Those who volunteer to defend their country know they are putting their lives at risk.  But the troops and their families are only just beginning to understand the extent to which they are putting their mental health at risk.  As we get better at keeping wounded warriors alive, we need to get better, and more serious, about developing tools for healing the injuries to the mind and brain that are often at least as destructive as more visible wounds.

Because of advances in medical technology and in body armor, soldiers are surviving combat situations that would have killed them in the past, but returning with traumatic brain injuries and with memories of mind-breaking horrors. Our military commitments in the wars on terrorism have required our troops to redeploy again and again, in some cases as many as eight times, such that nearly 13,000 soldiers have spent at least three cumulative years in Iraq or Afghanistan.  Military historians call the frequency and cumulative length of the troops’ tours of duty historically unprecedented; compared with previous wars, deployments have been more frequent and breaks between tours are shorter.  Given that redeployment is a major risk factor for post-traumatic stress disorder, this modern style of waging war comes with a profound cost to the troops: widespread psychological injury.

There is nothing new about veterans suffering psychologically and spiritually when they return from war, though what we now call “post-traumatic stress disorder” (PTSD) has received different labels at different times, most of them unflattering. These include “war neurosis,” “malingering,” “battle fatigue,” and “shell shock.” Three thousand years ago, an Egyptian veteran named Hori wrote about the feelings he experienced before returning to the battlefield: “Shuddering seizes you, the hair on your head stands on end, your soul lies in your hand.”  Herodotus describes an Athenian warrior who permanently lost his sight when the soldier standing next to him was killed, although the blinded soldier “was wounded in no part of his body.” He tells also of Aristodemus, who was so shaken by his experience in war that he was nicknamed “the Trembler.”  Like a growing number of veterans of the wars in Iraq and Afghanistan, Aristodemus would eventually commit suicide.  What is new is that with evolving brain-scan technologies such as magnetoencephalography (MEG), it is now possible to see the impact on the brain of these previously invisible wounds.   We now understand that PTSD is not a sign of weakness.  It is an injury to the brain that causes measurable changes in the body.

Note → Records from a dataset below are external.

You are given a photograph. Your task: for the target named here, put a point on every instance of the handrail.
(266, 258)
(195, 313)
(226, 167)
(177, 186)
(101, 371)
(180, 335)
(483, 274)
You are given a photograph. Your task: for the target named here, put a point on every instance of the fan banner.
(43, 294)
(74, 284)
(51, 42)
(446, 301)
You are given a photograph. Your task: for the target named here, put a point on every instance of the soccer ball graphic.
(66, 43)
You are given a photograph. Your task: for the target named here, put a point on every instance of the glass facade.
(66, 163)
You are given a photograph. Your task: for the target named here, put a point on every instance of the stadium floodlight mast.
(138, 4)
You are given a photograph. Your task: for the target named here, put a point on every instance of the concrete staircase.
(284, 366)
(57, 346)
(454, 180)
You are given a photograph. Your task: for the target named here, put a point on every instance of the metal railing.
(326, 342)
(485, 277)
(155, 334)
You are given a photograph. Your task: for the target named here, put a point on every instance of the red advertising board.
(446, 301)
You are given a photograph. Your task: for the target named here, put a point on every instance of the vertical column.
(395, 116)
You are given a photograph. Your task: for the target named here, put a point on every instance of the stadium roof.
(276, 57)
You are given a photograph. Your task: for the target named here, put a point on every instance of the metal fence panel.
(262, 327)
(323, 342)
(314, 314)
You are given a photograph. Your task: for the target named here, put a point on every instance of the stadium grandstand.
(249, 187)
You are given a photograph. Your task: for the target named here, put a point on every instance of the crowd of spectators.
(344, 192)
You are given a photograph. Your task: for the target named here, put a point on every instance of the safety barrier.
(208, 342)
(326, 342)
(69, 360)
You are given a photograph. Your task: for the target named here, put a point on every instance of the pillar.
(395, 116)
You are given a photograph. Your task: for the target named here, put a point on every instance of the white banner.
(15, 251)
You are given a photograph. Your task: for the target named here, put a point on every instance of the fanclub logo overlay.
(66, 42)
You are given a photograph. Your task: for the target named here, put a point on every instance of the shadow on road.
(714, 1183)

Estimates of the percentage of troops who will eventually be diagnosed with PTSD vary, in part because the symptoms of psychological injury can take years or decades to manifest—a fact that studies of the costs of war fail to recognize.  Indeed, one of the reasons the Veterans Health Administration (VA) is so overwhelmed with claims is that Vietnam vets are increasingly seeking treatment for PTSD associated with that war, decades after the war’s end.  Approximately twenty percent of military personnel returning from Iraq and Afghanistan have been diagnosed with post-traumatic stress disorder or major depression.   According to data collected by the Army, less than half are seeking treatment, in large measure because of the stigma. But it is not only stigma that prevents military personnel from seeking and receiving medical care for PTSD: The backlog in disability cases before the VA—which exceeded 900,000 in January 2013—is another significant factor.

Failure to provide timely treatment to returning vets suffering from PTSD can be dangerous, as PTSD is a risk factor for both violent crime and suicide.  Suicide is now the leading cause of death in the US Army, and the risk among military veterans is even higher: More than 6,500 veterans commit suicides every year—which adds up to a figure higher than the total number of military personnel killed in combat in Iraq and Afghanistan since the wars on terrorism began.

PTSD is now the most widespread injury suffered by returning troops, and yet, ten years into the wars on terrorism, we remain unprepared to handle the growing numbers of troops seeking treatment.  Lost productivity accounts for more than half the costs of PTSD and major depression.  But according to RAND, evidence-based treatment would pay for itself within two years because it would reduce medical and mortality costs, and the veterans would get back to work.[i] Treatment needs to be made more accessible. Thoughtful leadership is required to remove the stigma of psychological wounds; one way to erode the stigma would be for the president to bestow purple hearts on vets whose wounds are not fully visible.  We also need much better studies of the efficacy of treatment over time.  Treatments offered by the VA—such as eye movement desensitization and reprocessing (better known by its acronym, EMDR) and cognitive behavioral therapy—have been shown to be effective, but more study is needed about their long-term impact.  It is important to realize too that in many cases PTSD results in a kind of spiritual injury, so we should be studying the impact of spiritual practices such as meditation, which have been shown to be effective for other anxiety disorders.

By choosing an approach to military-personnel policy that requires redeployment to combat zones, we have inadvertently increased the risk to our troops of sustaining psychological wounds. With PTSD turning out to be the most prevalent injury among returning veterans, thousands of men and women who willingly risked their lives to serve their country are realizing that they were actually risking their wellbeing.  It is incumbent upon the American people and our leaders to ensure that our troops get the help they need upon their return home.



[i] These figures are mentioned in the report summary.